Add 4 tablespoons of Thai Sweet Chili Sauce and dried rosemary in a large zip lock bag. I used dried for marinated, about 1 teaspoon. This is an opportunity to use that bottle of dried rosemary that you once bought and only used once or twice.  If you use fresh rosemary, double it to 2 teaspoons, as the dried stuff is more concentrated than the fresh.

Grilled Rosemary Sweet Chicken Wings

Add 12 chicken wings (wingettes and drumettes) into the bag. Seal the bag and toss around until incorporated.

Grilled Rosemary Sweet Chicken Wings

Let all the air out of the bag, seal and toss around. Let them marinated in the fridge at least a few hours, or better, overnight.

Heat up the grill to medium heat. Grill the wings until the thickest part of the wings is no longer pink, usually about 15 minutes depends on the size of your wings.

Use tongs to turn them every so often so the meat cooks evenly. You can also move the smaller pieces up to the higher section of the grill after they are done while waiting for the larger pieces to be cooked (to keep them warm but not overcooked).

Grilled Rosemary Sweet Chicken Wings

For the sauce, mix about a cup of Thai Sweet Chili Sauce and 1 teaspoon of fresh rosemary. If you don’t have fresh, use dried, just remember the concentration. Bring it to a boil and let it simmer for about 5 minutes.

Grilled Rosemary Sweet Chicken Wings

Toss the cooked wings in the sauce.

Grilled Rosemary Sweet Chicken Wings

Garnish with couple sprigs of fresh rosemary (optional). Serve hot. Enjoy!

Grilled Rosemary Sweet Chicken Wings

I hope you give these Grilled Rosemary Sweet Chicken Wings a try, the recipe card is below.

GRILLED ROSEMARY SWEET CHICKEN WINGS
 
Save Print
Prep time
5 mins
Cook time
20 mins
Total time
25 mins
 
Author: Mink
Recipe type: Chicken Wings
Cuisine: American Thai
Serves: 12 wings
Ingredients
  • 12 chicken wings (wingettes and drumettes)
  • 1 cup and 4 tablespoons of Thai Sweet Chili sauce
  • 1 teaspoon of dried rosemary
  • 1 teaspoon of fresh rosemary, roughly chopped
Instructions
  1. Add 4 tablespoons of Thai Sweet Chili Sauce and dried rosemary in a large zip lock bag.
  2. Add 12 chicken wings (wingettes and drumettes) into the bag. Let all the air out of the bag, seal and toss around. Let them marinated in the fridge at least a few hours, or better, overnight.
  3. Heat up the grill to medium heat.
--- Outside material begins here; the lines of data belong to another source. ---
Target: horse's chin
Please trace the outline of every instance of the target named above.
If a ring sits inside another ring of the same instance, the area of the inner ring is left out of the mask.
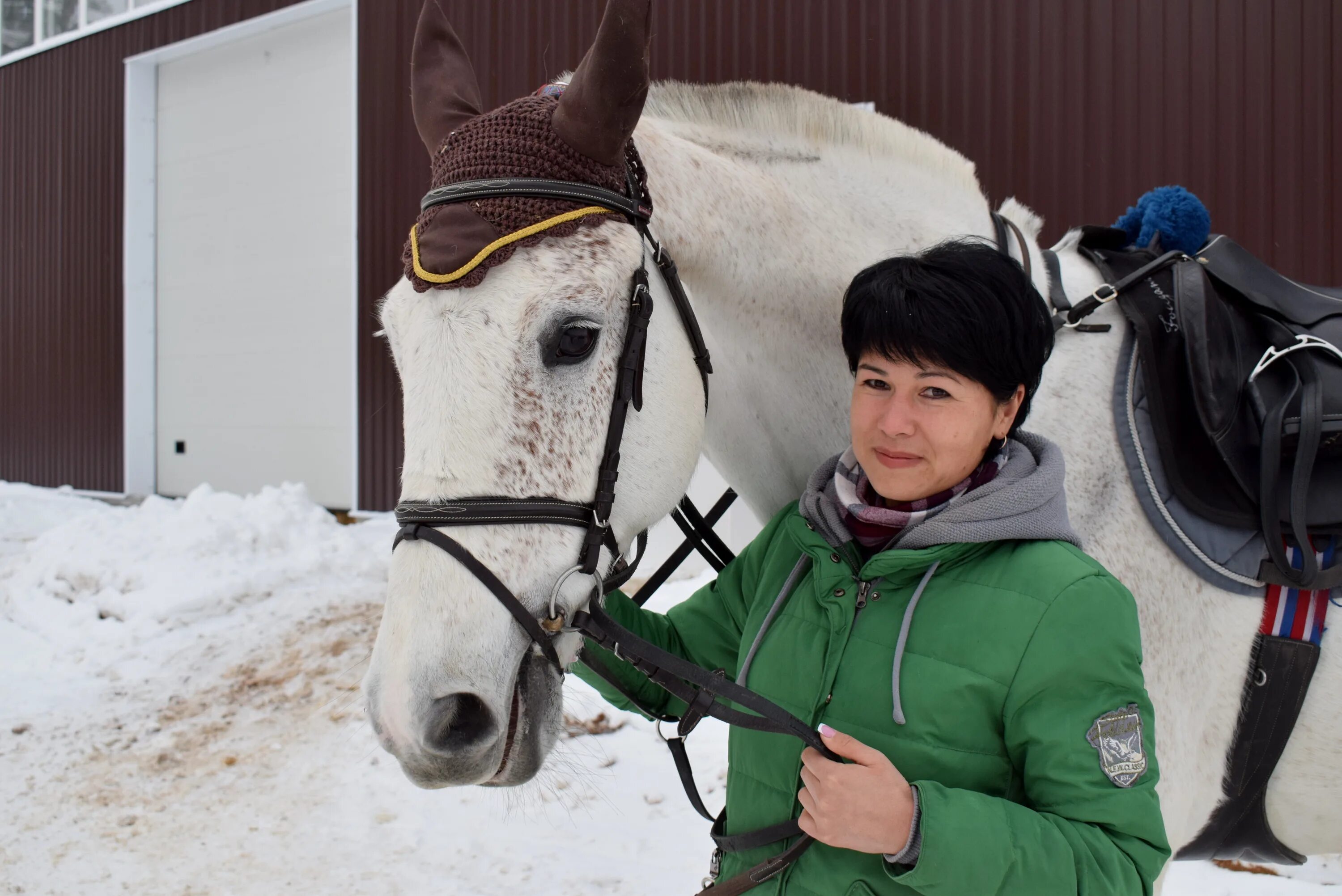
[[[560,731],[562,689],[545,657],[527,652],[518,669],[498,771],[483,787],[514,787],[535,777]]]

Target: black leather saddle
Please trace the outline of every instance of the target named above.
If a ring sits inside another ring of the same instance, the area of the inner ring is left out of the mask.
[[[1176,495],[1212,522],[1260,528],[1261,581],[1342,586],[1342,565],[1321,570],[1310,550],[1292,569],[1283,538],[1342,534],[1342,290],[1295,283],[1227,236],[1196,256],[1126,243],[1083,228],[1080,251],[1111,286],[1074,317],[1117,298],[1131,322]]]

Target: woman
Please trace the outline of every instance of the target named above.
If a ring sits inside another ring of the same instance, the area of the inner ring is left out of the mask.
[[[1020,431],[1052,350],[1043,299],[951,241],[859,274],[841,326],[852,445],[666,614],[607,601],[849,761],[731,730],[727,833],[790,817],[819,841],[758,892],[1150,893],[1169,845],[1137,608],[1080,550],[1062,452]],[[729,853],[718,879],[780,849]]]

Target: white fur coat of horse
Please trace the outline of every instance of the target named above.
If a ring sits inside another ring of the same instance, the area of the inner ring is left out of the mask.
[[[714,376],[705,421],[688,343],[654,278],[646,400],[625,431],[612,515],[624,545],[674,506],[701,448],[761,518],[794,500],[813,467],[847,444],[852,381],[839,310],[848,280],[879,259],[993,232],[968,160],[898,121],[800,89],[654,85],[633,139],[654,231],[692,290]],[[1035,283],[1048,295],[1040,219],[1015,200],[1000,211],[1029,239]],[[1075,233],[1055,248],[1068,295],[1100,283]],[[405,498],[590,499],[639,252],[633,228],[607,223],[519,249],[478,287],[417,294],[403,280],[388,292],[382,321],[405,393]],[[534,346],[573,315],[600,329],[599,346],[586,366],[556,374]],[[1059,334],[1025,428],[1062,445],[1072,524],[1137,597],[1159,795],[1178,849],[1220,801],[1261,602],[1205,583],[1147,524],[1110,404],[1125,325],[1113,304],[1092,319],[1115,327]],[[454,537],[538,614],[580,539],[549,526]],[[569,582],[569,608],[588,586]],[[561,647],[572,657],[574,636]],[[558,688],[530,652],[519,626],[451,558],[403,545],[365,680],[384,746],[424,786],[530,778],[560,712]],[[454,696],[463,693],[468,704]],[[1342,651],[1325,642],[1267,799],[1278,837],[1304,853],[1342,850],[1339,700]],[[493,724],[493,740],[468,759],[436,750],[435,731],[471,714]]]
Grill the wings until the thickest part of the wings is no longer pink, usually about 15 minutes depends on the size of your wings.
  4. Use tongs to turn them every so often so the meat cooks evenly. You can also move the smaller pieces up to the higher section of the grill after they are done while waiting for the larger pieces to be cooked (to keep them warm but not overcooked).
  5. For the sauce, mix about a cup of Thai Sweet Chili sauce and 1 teaspoon of fresh rosemary. Bring it to a boil and let it simmer for about 5 minutes.
  6. Toss the cooked wings in the sauce. Garnish with couple sprigs of fresh rosemary (optional). Serve hot. Enjoy!
Notes
You can use all fresh or all dried rosemary. Dried herb is more concentrate than fresh so cut in half if you use dried, add more if you use fresh.